Freedom of Worship Award: Senator Rev. Raphael Warnock
Reverend Warnock walks in the tradition of southern religious leaders who calibrate our country’s moral compass on racial justice and civil rights: first in his activism as pastor of Atlanta’s Ebenezer Baptist Church—a position once held by Dr. Martin Luther King, Jr.—and now as the first Black Democratic Senator from a former Confederate state. Senator Warnock is part of the new wave of activists influencing Congress from the inside, pushing for legislation on voting rights, economic security, and clean energy, among other progressive causes. He brings his race-forward vision to the legislative process to facilitate change rooted in grassroots calls for justice.
Freedom from Want Award: Deepak Bhargava
Immigrant rights and economic justice advocate Deepak Bhargava’s remarkable career includes a 16-year tenure as executive director of the organization Community Change. There, he mentored many grassroots activists who are now leading key fights across progressive movements, including the immigrant justice movement. For years, Bhargava has worked alongside immigrant justice organizers calling out the US’s continued devaluing of immigrant lives while simultaneously exploiting immigrant labor. His work highlights the power of organizing and affirms the necessity of immigrant justice in a fair democracy and economy.
Freedom from Fear Award: Worker Rights Activists from the #FundExcludedWorkers Campaign
Activists and organizers are the beating heart of the racial justice movement. They are most often the originators of the policies that are taken up by thinkers, scholars, and legislators. This year, we honored Sixta Leon Barrita, Rubiela Correa, Sonia Pérez Garcia, and Maria Isabel Sierra: four New York women who tirelessly campaigned for the state to provide financial relief to undocumented workers excluded from federal stimulus and expanded unemployment benefits. The yearlong campaign culminated in a 23-day hunger strike. On Day 11, New York Assemblymember Marcela Mitaynes joined the hunger strike; on Day 22, the New York State Assembly agreed to fund the $2.1 billion Excluded Workers Fund. The #FundExcludedWorkers campaign was rooted in the principle that equitable distributional outcomes are in an entire community’s best interest, and the state legislature’s approval of the Fund indicates that these values are taking root among those who hold political power.

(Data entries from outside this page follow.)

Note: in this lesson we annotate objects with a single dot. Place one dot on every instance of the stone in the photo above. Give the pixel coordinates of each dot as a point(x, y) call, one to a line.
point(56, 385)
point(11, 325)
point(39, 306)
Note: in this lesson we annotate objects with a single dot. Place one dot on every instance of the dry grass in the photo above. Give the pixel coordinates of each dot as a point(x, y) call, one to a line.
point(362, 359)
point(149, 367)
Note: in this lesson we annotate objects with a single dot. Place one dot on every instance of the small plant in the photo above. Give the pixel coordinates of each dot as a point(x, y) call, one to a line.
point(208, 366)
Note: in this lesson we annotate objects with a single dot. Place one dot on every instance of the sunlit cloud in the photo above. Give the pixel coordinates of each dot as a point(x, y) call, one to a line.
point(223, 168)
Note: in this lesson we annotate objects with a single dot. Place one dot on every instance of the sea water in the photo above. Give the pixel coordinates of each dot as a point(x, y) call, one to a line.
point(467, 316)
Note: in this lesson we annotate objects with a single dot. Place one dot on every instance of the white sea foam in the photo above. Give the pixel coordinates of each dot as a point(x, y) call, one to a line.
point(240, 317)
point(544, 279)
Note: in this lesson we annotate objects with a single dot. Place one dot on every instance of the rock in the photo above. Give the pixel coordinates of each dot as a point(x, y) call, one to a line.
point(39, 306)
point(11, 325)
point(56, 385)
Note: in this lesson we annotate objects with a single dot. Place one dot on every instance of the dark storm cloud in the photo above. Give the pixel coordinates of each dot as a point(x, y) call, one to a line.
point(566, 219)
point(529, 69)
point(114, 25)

Freedom Medal Award: Fred T. Korematsu
Fred T. Korematsu was posthumously awarded the Freedom Medal for his decades of civil rights activism, which started with his Supreme Court challenge of FDR’s decision to incarcerate Japanese Americans during World War II. In presenting this award to his daughter Dr. Karen Korematsu, the Roosevelt Institute publicly acknowledges the immense harm caused by President Roosevelt’s incarceration policy. This choice is emblematic of a major theme in today’s racial justice movement: Acknowledgment of past racial harm is a vital step we must take before we can realize a truly multiracial democracy.
The work of our 2021 Four Freedoms Awardees reflects the emerging worldview that racial justice can no longer be a political afterthought. It must be a pillar of our collective commitment to the Four Freedoms and our fight for an equitable society. Through the synergistic interaction of scholars, thinkers, activists, and organizers, we’re seeing a new paradigm for justice and democracy come into focus—one that holds freedom and liberation, repair and redress, and material equity for people of color at its core.